Cut down on all those short hops to the grocery store, the dry cleaner and the gym. Bundling those jaunts into one trip saves gas.

"People in the United States use their cars for things they don't need to use them for, like going three blocks to the grocery store when they could walk," said Julie Stockert, a math teacher who recently bought a hybrid vehicle. "People need to be aware of the fact that we have been privileged so long, and we need to pay our share for what's going on in the world."

The announcement last week that the Organization of Petroleum Exporting Countries would cut oil production -- combined with a shortage of refinery capacity and clean-air rules requiring different types of gasoline for different regions -- is expected to send prices soaring in the next few weeks, well ahead of the traditional spike during the heavy driving months of June, July and August.

According to, which relies on consumers to track prices for regular gasoline in the Portland area, a gallon of regular had reached $2.05 as of Friday evening at a Union 76 station at Southeast Sunnyside Road and Interstate 205.

That wasn't nearly as high as in California, where drivers were shelling out as much as $2.22 a gallon in Santa Barbara, a AAA spokesman said.

And prices have been higher: Using today's dollar, motorists paid the equivalent of $2.90 a gallon in March 1981, the government has said.

Elliott Eki, public affairs director for AAA Oregon, said he heard from a recreational vehicle owner who canceled a trip to the Grand Canyon because of escalating fuel prices.
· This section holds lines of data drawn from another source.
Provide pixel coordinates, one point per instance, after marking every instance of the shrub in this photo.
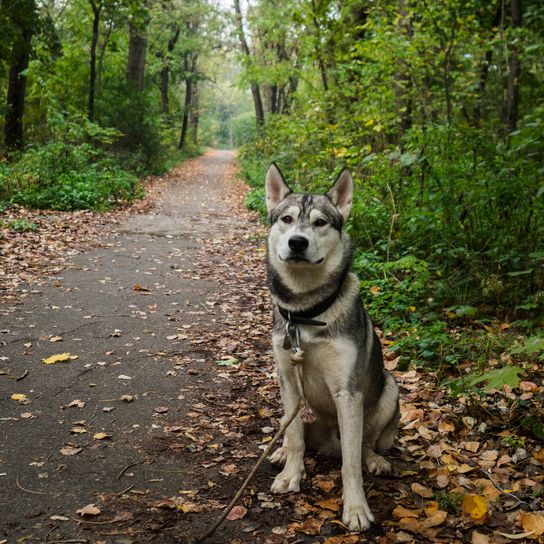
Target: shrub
(60, 176)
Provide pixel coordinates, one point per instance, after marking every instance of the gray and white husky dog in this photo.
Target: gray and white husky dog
(354, 400)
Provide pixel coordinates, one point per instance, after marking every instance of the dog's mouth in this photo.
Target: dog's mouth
(301, 259)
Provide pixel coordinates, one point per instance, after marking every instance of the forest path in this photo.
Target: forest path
(148, 317)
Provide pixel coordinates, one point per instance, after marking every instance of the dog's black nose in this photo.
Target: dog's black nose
(298, 244)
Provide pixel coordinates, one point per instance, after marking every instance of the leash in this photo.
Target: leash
(296, 359)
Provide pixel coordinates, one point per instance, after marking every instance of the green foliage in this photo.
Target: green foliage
(449, 501)
(66, 177)
(496, 378)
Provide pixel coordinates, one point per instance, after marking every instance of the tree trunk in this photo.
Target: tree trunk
(13, 125)
(96, 7)
(136, 57)
(254, 85)
(188, 102)
(195, 114)
(165, 72)
(510, 112)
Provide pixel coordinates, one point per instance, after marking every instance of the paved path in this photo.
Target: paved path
(125, 311)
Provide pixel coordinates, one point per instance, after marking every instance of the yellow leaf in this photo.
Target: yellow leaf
(532, 522)
(476, 507)
(59, 358)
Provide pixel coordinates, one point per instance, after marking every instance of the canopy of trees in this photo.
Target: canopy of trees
(437, 107)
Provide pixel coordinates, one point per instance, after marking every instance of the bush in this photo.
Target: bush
(60, 176)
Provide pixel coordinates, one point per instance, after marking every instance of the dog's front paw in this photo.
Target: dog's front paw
(357, 516)
(288, 480)
(377, 464)
(279, 456)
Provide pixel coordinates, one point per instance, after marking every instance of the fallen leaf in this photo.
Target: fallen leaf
(401, 512)
(238, 512)
(532, 522)
(422, 491)
(70, 450)
(311, 526)
(476, 507)
(479, 538)
(89, 510)
(59, 358)
(342, 539)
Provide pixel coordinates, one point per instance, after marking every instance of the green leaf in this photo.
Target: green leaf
(498, 378)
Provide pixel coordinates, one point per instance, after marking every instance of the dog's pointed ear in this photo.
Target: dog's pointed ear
(276, 188)
(341, 193)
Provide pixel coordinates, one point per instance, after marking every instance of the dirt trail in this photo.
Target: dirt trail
(148, 316)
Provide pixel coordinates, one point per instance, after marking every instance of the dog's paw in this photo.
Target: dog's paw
(357, 516)
(288, 480)
(279, 456)
(376, 464)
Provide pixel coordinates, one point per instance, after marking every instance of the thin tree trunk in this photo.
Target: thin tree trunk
(510, 113)
(254, 85)
(136, 57)
(13, 124)
(188, 102)
(96, 7)
(165, 72)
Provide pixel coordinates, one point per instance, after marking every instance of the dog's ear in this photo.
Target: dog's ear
(341, 193)
(276, 188)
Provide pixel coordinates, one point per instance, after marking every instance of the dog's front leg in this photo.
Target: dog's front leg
(293, 445)
(349, 406)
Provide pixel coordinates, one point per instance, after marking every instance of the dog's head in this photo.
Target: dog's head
(306, 228)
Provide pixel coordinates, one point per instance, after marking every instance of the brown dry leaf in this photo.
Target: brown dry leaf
(476, 507)
(59, 358)
(238, 512)
(70, 450)
(434, 518)
(532, 522)
(325, 483)
(410, 524)
(89, 510)
(401, 512)
(311, 526)
(342, 539)
(539, 455)
(479, 538)
(330, 504)
(422, 491)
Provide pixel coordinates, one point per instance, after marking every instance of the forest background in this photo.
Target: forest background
(436, 107)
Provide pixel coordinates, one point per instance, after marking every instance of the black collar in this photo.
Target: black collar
(305, 317)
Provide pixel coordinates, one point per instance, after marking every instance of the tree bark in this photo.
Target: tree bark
(510, 112)
(254, 85)
(188, 102)
(96, 7)
(165, 72)
(136, 57)
(13, 124)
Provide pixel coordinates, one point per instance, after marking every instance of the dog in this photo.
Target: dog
(319, 319)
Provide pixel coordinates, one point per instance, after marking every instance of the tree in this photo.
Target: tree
(24, 20)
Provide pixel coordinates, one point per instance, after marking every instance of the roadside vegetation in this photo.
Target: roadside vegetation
(95, 95)
(437, 111)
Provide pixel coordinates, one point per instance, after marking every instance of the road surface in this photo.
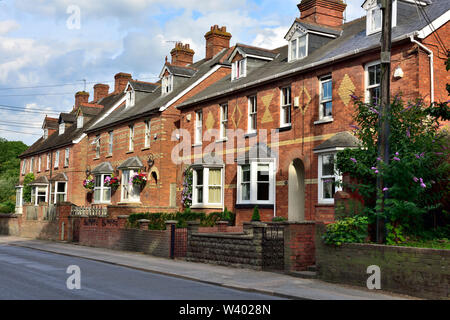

He predicted, however, that families will skimp on hotels and restaurants rather than skip trips.

"If you have kids, you don't want to disappoint them," he said. "There are going to be some tough choices people will have to make."

Hybrid vehicles conserve fuel, but getting one can seem as frustrating as standing in line for bread in the old Soviet Union. Mansour Gdarah, fleet manager for Ron Tonkin Toyota, said the Toyota Prius, which runs on a combination of gas and electricity, takes at least three months to arrive. His waiting list, he said, has grown to 75. He's even received calls from Californians.

Although TriMet officials said they haven't noticed a pronounced spike in ridership, the operations manager for South Metro Area Rapid Transit, the free bus service in Wilsonville, expects increases if the price of gasoline moves much past $2 a gallon.

That mark, Steve Allen said, is the psychological barrier drivers must cross before they contemplate chucking their cars for buses or car pools. Allen said he's downgraded from premium gasoline to midgrade and will consider filling his Subaru Outback with regular gasoline if the price continues to climb.

One of the easiest ways to cut down on drive time is to consolidate errands. A 1994-95 Metro survey of 5,000 households in Multnomah, Clackamas, Washington and Clark counties, the most recent available, showed that in a single nonwork trip from home and back, drivers made an average of 3.2 stops. The average distance of those trips was 4.4 miles.

Short of that, there's biking, walking and telecommuting. Or skateboarding, which in Portland is a legal way to commute.

"What you need," said Eki, the AAA spokesman, "is a skateboard with a sail on it, and let the wind blow you down the street."